The potential of the match line ML indicating the result of the match / mismatch determination in the TCAM cell CC is determined by the resistance value of the TCAM cell CC.
When the stored data and the search data match (for example, when search data S = 0 is input to the TCAM cell CC in the storage state B = 0, or to the TCAM cell CC in the storage state B = 1) When the search data S = 1 is input), the potential of the match line ML becomes the high output voltage _VCO-H . Similarly, when the TCAM cell CC stores “X”, the stored data and the search data are considered to match, and the potential of the match line ML becomes the high output voltage V _CO-H . In these cases, “HIT” is represented in the truth table of FIG.
On the other hand, when the storage data and the search data do not match (for example, when search data S = 1 is input to the TCAM cell CC in the storage state B = 0, or to the TCAM cell CC in the storage state B = 1) When the search data S = 0 is input), the potential of the match line ML becomes the low output voltage V _CO-M . In this case, “MISS” is represented in the truth table of FIG.
More generally, the logic level of the match line ML when the search data S is input to the TCAM cell CC in which the storage data (b1, b2) is stored via the second search line SL is: ML = / S · b1 + S · b2.
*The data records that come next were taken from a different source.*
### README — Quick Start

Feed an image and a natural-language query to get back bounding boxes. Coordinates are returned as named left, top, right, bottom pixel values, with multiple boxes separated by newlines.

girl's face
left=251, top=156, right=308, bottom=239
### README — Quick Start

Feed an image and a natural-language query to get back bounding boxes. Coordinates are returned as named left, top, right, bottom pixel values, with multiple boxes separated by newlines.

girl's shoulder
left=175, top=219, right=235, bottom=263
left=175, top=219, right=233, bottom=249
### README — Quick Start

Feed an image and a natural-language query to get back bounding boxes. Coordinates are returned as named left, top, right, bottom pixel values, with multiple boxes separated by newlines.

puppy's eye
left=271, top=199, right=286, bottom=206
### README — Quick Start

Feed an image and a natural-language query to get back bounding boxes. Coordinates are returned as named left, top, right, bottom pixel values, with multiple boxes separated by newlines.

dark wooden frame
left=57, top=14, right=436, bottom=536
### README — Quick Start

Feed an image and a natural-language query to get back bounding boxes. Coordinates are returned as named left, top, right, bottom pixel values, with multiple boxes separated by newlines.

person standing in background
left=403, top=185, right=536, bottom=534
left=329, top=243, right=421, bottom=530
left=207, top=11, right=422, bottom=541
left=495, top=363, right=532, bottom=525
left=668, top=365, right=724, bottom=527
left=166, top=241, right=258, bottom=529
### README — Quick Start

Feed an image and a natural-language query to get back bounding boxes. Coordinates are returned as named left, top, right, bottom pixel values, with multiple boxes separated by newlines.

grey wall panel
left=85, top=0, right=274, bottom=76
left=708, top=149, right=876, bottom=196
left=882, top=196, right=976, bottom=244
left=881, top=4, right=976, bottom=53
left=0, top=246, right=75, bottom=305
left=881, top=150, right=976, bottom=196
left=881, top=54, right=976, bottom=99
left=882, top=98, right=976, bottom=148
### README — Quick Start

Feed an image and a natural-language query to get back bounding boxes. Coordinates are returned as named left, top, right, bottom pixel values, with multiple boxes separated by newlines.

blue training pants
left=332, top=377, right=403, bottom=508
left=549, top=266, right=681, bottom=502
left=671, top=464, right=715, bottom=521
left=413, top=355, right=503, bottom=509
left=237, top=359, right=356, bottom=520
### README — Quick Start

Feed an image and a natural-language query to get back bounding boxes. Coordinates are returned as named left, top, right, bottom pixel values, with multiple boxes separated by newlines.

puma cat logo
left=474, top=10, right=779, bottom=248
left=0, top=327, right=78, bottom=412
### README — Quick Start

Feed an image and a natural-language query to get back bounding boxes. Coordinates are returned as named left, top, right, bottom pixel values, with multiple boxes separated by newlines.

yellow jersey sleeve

Next, a search operation for the TCAM cell CC will be described. The first and second plate line drivers PD1 and PD2 shift to the search phase when the low voltage L is supplied to the word line WL and the high voltage H is supplied as the search permission signal SE. In the search phase, the first and second plate line drivers PD1 and PD2 cause the first and second plate lines PL1 and PL2 to function as the power supply line _VDD and the ground line GND, respectively.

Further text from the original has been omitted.